Their abstract reads:

Postinstitutionalized children frequently demonstrate persistent socioemotional difficulties. For example, some postinstitutionalized children display an unusual lack of social reserve with unfamiliar adults. This behavior, which has been referred to as indiscriminate friendliness, disinhibited attachment behavior, and disinhibited social behavior, was examined by comparing children internationally adopted from institutional care to children internationally adopted from foster care and children raised by their biological families. Etiological factors and behavioral correlates were also investigated. Both groups of adopted children displayed more disinhibited social behavior than the nonadopted children. Of the etiological factors examined, only the length of time in institutional care was related to disinhibited social behavior. Disinhibited social behavior was not significantly correlated with general cognitive ability, attachment-related behaviors, or basic emotion abilities. However, this behavior was negatively associated with inhibitory control abilities even after controlling for the length of time in institutional care. These results suggest that disinhibited social behavior might reflect underlying deficits in inhibitory control.

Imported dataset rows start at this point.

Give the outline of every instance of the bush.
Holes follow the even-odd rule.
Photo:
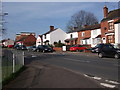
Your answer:
[[[54,42],[54,46],[55,47],[62,47],[64,46],[65,44],[64,43],[61,43],[61,41],[59,40],[58,42]]]

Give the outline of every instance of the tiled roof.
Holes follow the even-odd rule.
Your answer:
[[[86,26],[86,27],[78,30],[78,32],[79,31],[86,31],[86,30],[94,30],[94,29],[99,29],[99,28],[100,28],[100,24],[95,24],[95,25]]]
[[[33,34],[35,34],[35,32],[20,32],[20,33],[29,33],[29,34],[30,34],[30,33],[33,33]]]
[[[70,39],[66,39],[65,41],[73,41],[73,40],[77,40],[77,38],[70,38]]]
[[[115,18],[118,18],[118,17],[120,17],[120,9],[110,11],[108,13],[108,16],[106,18],[102,19],[102,21],[112,20],[112,19],[115,19]]]
[[[120,23],[120,19],[115,22],[115,24]]]
[[[28,35],[22,35],[22,36],[19,37],[19,39],[16,42],[23,41],[27,37],[28,37]]]
[[[58,28],[56,28],[56,29],[54,29],[54,30],[50,30],[50,31],[48,31],[48,32],[46,32],[46,33],[44,33],[44,34],[42,34],[42,35],[49,34],[49,33],[53,32],[53,31],[55,31],[55,30],[57,30],[57,29],[58,29]]]
[[[73,32],[77,32],[77,31],[78,31],[78,29],[69,31],[69,32],[67,32],[67,33],[73,33]]]

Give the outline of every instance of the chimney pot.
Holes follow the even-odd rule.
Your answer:
[[[50,26],[50,31],[54,30],[54,26]]]
[[[108,15],[108,8],[106,5],[104,6],[103,11],[104,11],[104,18],[106,18]]]

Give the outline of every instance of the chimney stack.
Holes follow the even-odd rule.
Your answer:
[[[50,31],[54,30],[54,26],[50,26]]]
[[[104,18],[106,18],[108,15],[108,8],[106,5],[104,6],[103,11],[104,11]]]

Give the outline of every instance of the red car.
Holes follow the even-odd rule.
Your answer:
[[[14,45],[8,45],[8,48],[13,48],[14,47]]]
[[[75,45],[75,46],[70,47],[70,51],[81,51],[85,49],[87,48],[82,45]]]

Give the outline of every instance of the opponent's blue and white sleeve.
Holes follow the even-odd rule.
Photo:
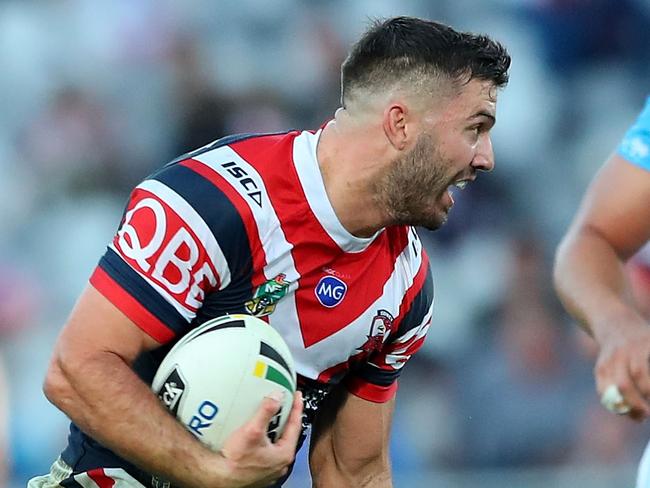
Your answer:
[[[650,171],[650,97],[634,125],[625,133],[617,153],[632,164]]]

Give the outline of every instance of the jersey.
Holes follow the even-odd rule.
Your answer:
[[[161,344],[135,361],[145,382],[190,330],[248,313],[291,350],[304,427],[338,383],[372,402],[394,396],[431,323],[428,257],[411,227],[369,238],[343,227],[318,166],[319,136],[224,138],[132,192],[90,282]],[[62,458],[74,473],[119,467],[145,486],[162,486],[74,424]]]
[[[650,97],[618,146],[620,156],[650,171]]]

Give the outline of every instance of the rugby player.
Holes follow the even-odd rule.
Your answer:
[[[433,303],[412,226],[438,228],[452,188],[493,168],[509,65],[486,36],[378,21],[320,130],[227,137],[138,185],[56,344],[44,391],[70,437],[30,487],[279,486],[310,424],[315,486],[392,486],[397,378]],[[212,452],[149,383],[179,337],[242,312],[282,334],[302,393],[278,442],[267,399]]]
[[[599,345],[596,387],[605,407],[650,416],[650,324],[633,299],[625,264],[650,240],[650,98],[594,177],[556,255],[555,286]],[[650,449],[638,488],[650,487]]]

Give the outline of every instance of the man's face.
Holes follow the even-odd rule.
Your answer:
[[[375,182],[378,203],[394,224],[434,230],[454,204],[451,188],[464,188],[479,170],[494,167],[489,131],[495,122],[496,89],[472,80],[423,116],[414,147]]]

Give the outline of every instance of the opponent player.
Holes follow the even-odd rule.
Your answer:
[[[596,339],[603,404],[650,415],[650,324],[630,294],[624,265],[650,239],[650,98],[594,178],[557,251],[555,285],[567,310]],[[650,450],[639,468],[650,487]]]
[[[149,390],[171,344],[231,312],[265,317],[293,353],[315,485],[391,486],[396,380],[433,300],[410,226],[440,226],[452,187],[492,169],[509,64],[485,36],[379,22],[343,63],[343,106],[321,130],[228,137],[138,185],[56,345],[45,393],[73,424],[53,472],[31,486],[268,486],[285,476],[300,394],[276,444],[265,435],[278,408],[269,399],[210,452]]]

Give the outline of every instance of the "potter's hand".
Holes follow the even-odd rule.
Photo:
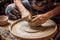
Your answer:
[[[45,14],[41,14],[32,19],[31,26],[39,26],[47,21]]]
[[[23,20],[26,20],[26,21],[31,21],[32,20],[32,15],[30,14],[30,12],[21,13],[21,17],[22,17]]]

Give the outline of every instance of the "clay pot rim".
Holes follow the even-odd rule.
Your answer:
[[[8,17],[5,16],[5,15],[1,15],[0,18],[2,18],[2,19],[0,20],[0,22],[2,22],[2,21],[7,21],[7,20],[8,20]]]

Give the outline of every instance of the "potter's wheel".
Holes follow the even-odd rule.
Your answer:
[[[21,25],[22,23],[23,25]],[[27,21],[18,20],[13,25],[11,25],[9,29],[13,35],[26,39],[38,39],[49,37],[50,35],[54,34],[57,30],[57,26],[52,20],[47,20],[47,22],[41,25],[42,27],[40,27],[40,30],[34,30],[30,28]]]

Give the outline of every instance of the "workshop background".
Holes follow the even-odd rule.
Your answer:
[[[60,2],[60,0],[56,2]],[[7,5],[11,3],[13,3],[13,0],[0,0],[0,15],[5,15],[5,9]],[[60,14],[53,17],[52,20],[54,20],[58,25],[58,32],[55,35],[54,40],[60,40]],[[0,40],[4,39],[0,36]]]

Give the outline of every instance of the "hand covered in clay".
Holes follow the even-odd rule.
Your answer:
[[[47,17],[45,14],[37,15],[34,19],[31,21],[32,26],[39,26],[40,24],[43,24],[47,21]]]

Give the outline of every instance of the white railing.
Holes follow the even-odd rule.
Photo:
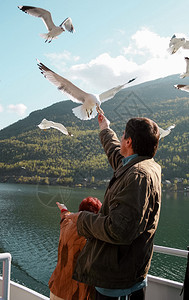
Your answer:
[[[187,257],[188,251],[187,250],[181,250],[181,249],[175,249],[175,248],[169,248],[169,247],[163,247],[163,246],[156,246],[154,245],[154,252],[162,253],[162,254],[169,254],[179,257]]]
[[[188,251],[156,246],[154,245],[154,252],[175,255],[187,258]],[[11,295],[10,295],[10,268],[11,268],[11,255],[9,253],[0,254],[0,262],[3,262],[3,298],[0,300],[49,300],[48,297],[40,295],[39,293],[28,289],[18,283],[11,282]],[[0,278],[1,280],[1,278]],[[1,287],[1,285],[0,285]],[[180,282],[155,277],[148,275],[148,287],[146,292],[146,300],[180,300],[180,292],[183,284]]]
[[[10,272],[11,272],[11,255],[10,253],[0,253],[0,262],[3,263],[3,285],[2,297],[0,300],[10,299]]]
[[[174,255],[179,257],[187,258],[188,251],[156,246],[154,245],[154,252],[161,254]],[[146,300],[181,300],[180,293],[183,288],[183,283],[173,281],[171,279],[165,279],[161,277],[156,277],[148,275],[148,286],[146,289]]]

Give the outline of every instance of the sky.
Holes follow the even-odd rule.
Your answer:
[[[45,43],[40,18],[18,9],[49,10],[55,25],[72,18],[74,33]],[[189,50],[167,51],[173,34],[189,39],[188,1],[6,0],[0,3],[0,129],[32,111],[67,100],[37,67],[40,60],[89,93],[133,77],[133,85],[185,72]]]

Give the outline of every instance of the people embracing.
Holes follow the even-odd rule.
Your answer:
[[[144,300],[161,207],[161,167],[153,159],[159,129],[148,118],[132,118],[119,141],[104,115],[98,122],[114,174],[99,213],[65,216],[87,240],[73,279],[94,286],[96,300]]]

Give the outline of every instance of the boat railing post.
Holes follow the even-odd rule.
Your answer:
[[[0,253],[0,262],[3,262],[3,285],[2,297],[0,300],[10,300],[10,273],[11,273],[11,255],[10,253]]]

While this does not seem immediately relevant, the authors do investigate IQ. The study design is a three-way comparison between adoptees in foster homes, institutional care and non-adoptees. The sample are small: 40 x 40 x 40. These are children who spent most of their lives first in foster homes and were then adopted, children who spent most of their lives in institutional care and then adopted, and biological children of the adoptive families for comparison. The groups were not equal in origin composition:

However, because countries have institutional or foster systems to care for wards of the state, the institutional care and foster care groups differed in terms of country of origin. The institutional care group was primarily from Eastern Europe (45%) and China (43%), whereas the foster care group was primarily from South Korea (80%).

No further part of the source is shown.